If you just want to see our tips and tricks from distilling a BERT model from a state-of-the-art LLM, jump to Distilling our first BERT classifier from an LLM.
Our knowledge graph and topic classifiers
We maintain a knowledge graph of climate-related topics that are valuable for our users to be able to find in documents. For each topic live in our tools, we build a classifier: a way of finding mentions of a topic in a passage of text. You see the results of these classifiers when you select the topic filters on our tools.
We currently have 1,561 topics in the knowledge graph, 100 of which are powered by their own single-class classifier. All but one of these classifiers so far work without any machine learning1 – they compile all of the labels (the “main” label, alternative labels and negative labels) from a concept in our concept store into a regex pattern, and we use that regex pattern as the ‘classifier’.
The one classifier that does use machine learning is our (policy) targets classifier. As the task of identifying whether a passage mentions a target is too complex to be handled by a regex pattern, we built this by finetuning a BERT model 2. This took us months and required thousands of expert-labelled passages and iteration on our methodology. For our small team, it’s infeasible to do this for each classifier we develop – so we needed another way to develop classifiers for harder concepts.
Finance flow: a high impact but challenging topic to classify
Identifying the transfer of economic value is a high impact topic for us, especially as we host a platform containing all of the project documents and policies from the Multilateral Climate Funds.
The definition from our concept store3 illustrates this:
A finance flow is an economic flow that reflects the creation, transformation, exchange, transfer, or extinction of economic value and involves changes in ownership of goods and/or financial assets, the provision of services, or the provision of labor and capital.

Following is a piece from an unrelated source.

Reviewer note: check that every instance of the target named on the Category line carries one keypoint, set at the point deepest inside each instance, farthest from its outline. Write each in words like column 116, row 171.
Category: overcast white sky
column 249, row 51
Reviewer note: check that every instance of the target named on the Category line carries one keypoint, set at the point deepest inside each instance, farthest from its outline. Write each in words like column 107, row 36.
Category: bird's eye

Ideally, a financial flow describes four elements: the source (who is sending the financial asset, such as a bank or organisation); the financial instrument or mechanism (how it is being sent, such as a grant, loan or a subsidy); the use or destination (the purpose for which the asset will be used, which is often expressed as the recipient organisation or their sectoral categorisation); and the value (which can, but does not need to be, expressed in monetary terms directly). finance flow (Q1829) – Climate Policy Radar concept store
This is too challenging to be detected accurately by a set of regex rules or pretrained NER models. A classifier trained to detect monetary values would also include stocks – amounts held, rather than transferred. A regex statement like grant|loan|subsidy falls into the trap of financial metaphors in the English language – “I grant you permission…“.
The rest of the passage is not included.